HUB‘s first sustainability report was used in the Sustainable Management course of the Master of Environment, Health, and Safety and the CSR course of the Master of Business Administration. The students were asked to examine the indicators HUB chose to report on in the initial report, and analyze:
1) How HUB‘s list of indicators compare to other higher education institutions lists of chosen indicators;
2) How HUB reports on its indicators versus what the GRI Protocol for reporting suggests.
Examples of feedback we received from students include: lack of reporting of diversity in employees; energy well reported on; HUB report should include air quality concerns as it effects the health of students and staff members.
This activity not only familiarizes the students with the GRI methodology and HUB‘s own process of reporting, but it gives the preparers of the report insight into how the report is read and internalized by students.
4. How has the report been received? Has it been a useful tool internally?

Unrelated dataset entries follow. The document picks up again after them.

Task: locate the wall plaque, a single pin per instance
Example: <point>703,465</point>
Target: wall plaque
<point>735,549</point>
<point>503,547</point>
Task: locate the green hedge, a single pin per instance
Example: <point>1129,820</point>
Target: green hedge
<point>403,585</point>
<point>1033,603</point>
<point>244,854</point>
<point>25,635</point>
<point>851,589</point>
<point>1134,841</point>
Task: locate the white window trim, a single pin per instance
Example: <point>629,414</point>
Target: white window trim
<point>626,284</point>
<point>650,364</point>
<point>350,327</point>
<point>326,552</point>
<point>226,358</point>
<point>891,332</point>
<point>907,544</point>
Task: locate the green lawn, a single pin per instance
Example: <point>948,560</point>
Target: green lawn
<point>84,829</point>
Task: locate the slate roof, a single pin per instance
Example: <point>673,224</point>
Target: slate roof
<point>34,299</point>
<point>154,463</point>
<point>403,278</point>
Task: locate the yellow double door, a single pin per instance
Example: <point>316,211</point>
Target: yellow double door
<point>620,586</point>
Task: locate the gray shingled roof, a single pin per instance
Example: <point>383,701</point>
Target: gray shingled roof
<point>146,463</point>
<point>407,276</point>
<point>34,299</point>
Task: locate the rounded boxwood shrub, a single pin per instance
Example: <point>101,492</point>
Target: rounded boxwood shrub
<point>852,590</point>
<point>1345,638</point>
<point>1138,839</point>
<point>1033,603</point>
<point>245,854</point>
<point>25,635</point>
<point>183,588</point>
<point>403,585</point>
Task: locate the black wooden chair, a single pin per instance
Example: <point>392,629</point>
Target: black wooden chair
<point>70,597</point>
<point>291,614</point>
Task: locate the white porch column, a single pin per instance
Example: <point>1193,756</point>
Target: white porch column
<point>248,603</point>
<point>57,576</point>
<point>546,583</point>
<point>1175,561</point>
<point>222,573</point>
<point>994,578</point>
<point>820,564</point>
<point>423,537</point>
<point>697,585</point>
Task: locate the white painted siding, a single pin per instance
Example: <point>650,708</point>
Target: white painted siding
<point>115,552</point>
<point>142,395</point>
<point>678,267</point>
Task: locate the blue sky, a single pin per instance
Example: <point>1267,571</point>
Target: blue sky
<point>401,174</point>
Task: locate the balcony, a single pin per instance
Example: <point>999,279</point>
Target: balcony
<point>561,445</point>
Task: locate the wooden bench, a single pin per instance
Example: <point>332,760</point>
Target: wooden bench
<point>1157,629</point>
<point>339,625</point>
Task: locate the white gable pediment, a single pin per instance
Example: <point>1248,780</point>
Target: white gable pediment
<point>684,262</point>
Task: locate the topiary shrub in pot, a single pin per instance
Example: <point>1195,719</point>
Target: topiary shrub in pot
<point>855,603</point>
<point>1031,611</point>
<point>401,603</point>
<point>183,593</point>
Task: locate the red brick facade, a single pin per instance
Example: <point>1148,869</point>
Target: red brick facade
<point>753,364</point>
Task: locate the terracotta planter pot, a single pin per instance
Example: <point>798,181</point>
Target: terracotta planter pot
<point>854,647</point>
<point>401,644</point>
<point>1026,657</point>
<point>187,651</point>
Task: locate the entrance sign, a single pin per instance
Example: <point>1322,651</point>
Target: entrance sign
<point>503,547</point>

The report has been received well, but remains unknown for many students and staff members. The reporting process has been exceedingly good at organizing people who impact sustainability indicators (head of logistics departments, head of ICT, environmental coordinator, etc.). Because of the reporting process, regular meetings occurred between some of these parties and continue to occur with the future goal of improving our environmental management system.
The report was also very useful during visitations for program accreditation within the faculty. The report served as an organized all-in source for how the Faculty, research centers, and the whole of HUB approaches sustainability. A critique of the GRI framework in this context is that the report did not contain sufficient information about exactly how, and to what extent, sustainability is integrated in curricula—the report was too narrative for the education section.

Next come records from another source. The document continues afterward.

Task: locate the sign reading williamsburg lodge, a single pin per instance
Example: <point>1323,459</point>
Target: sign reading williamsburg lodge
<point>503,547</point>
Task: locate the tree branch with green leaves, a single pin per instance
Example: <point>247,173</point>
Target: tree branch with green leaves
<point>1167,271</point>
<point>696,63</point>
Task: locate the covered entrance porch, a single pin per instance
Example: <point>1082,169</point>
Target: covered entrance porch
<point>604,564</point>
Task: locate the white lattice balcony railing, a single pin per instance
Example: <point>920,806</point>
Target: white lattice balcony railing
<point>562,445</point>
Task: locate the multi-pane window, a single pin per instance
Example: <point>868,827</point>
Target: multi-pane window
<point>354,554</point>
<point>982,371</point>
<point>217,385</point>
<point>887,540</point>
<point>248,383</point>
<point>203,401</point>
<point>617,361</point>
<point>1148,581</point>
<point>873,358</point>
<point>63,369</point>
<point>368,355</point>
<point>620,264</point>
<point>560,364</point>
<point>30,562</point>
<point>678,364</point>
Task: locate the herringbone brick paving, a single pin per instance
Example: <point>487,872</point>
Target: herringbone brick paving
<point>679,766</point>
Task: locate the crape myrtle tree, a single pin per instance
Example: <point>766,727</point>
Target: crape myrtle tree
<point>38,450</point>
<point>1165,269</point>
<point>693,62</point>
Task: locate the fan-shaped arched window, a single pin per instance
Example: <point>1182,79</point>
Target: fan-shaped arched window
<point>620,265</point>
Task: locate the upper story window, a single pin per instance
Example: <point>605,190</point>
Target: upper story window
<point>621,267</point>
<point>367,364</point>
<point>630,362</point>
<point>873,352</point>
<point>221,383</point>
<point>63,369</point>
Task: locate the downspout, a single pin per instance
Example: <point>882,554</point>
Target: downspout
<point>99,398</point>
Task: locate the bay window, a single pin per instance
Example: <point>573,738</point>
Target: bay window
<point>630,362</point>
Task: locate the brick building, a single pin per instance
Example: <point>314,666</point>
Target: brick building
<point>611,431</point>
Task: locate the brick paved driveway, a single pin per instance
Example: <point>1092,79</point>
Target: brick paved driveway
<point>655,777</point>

The report is also very helpful for students who would like to do project work (master thesis, environmental coordinator projects, etc.) about sustainability or environmental issues at HUB. The report provides a nice overview of the journey thus far and our desired future direction. Students can better see the bigger picture and how their project will fit into that.
5. What advice do you have for others preparing their reports?
Be flexible and patient. It can be extremely frustrating when you cannot get a hold of the information you want, but be patient and accept that you won’t ever get all the information. But if you get some, you can add to it the next year—people get used to providing you information and you know where to go for information next time around. To prepare a perfect report requires a perfect internal organization of an institution, but let’s just admit that is not the situation for most institutions—especially higher education. You are only as strong as your weakest department, and although the process of reporting should encourage a better performance, it’s difficult to report if departments, people, information is not organized and accessible. It’s better to achieve something than get discouraged and quit trying to achieve perfection.
6. What’s next for Hogeschool-Universiteit Brussel?
The HUB is working on improving its environmental management—the second feedback from the AISHE audit in 2010. We are working with the local government of Brussels to become an “Ecodynamic” institution. The region of Brussels has developed a sort of ISO-14001 system with three levels of certification.
Within our research centre, CEDON (Centre for Economics and Corporate Sustainability), we are actively involved in research on education for sustainable development. More specifically, we have a PhD candidate contributing to improving research on sustainability reporting in higher education institutions. It is the intention to use the results of this work to improve our own reporting at HUB (e.g. improving reporting on core business, our stakeholder engagement, and our management approach).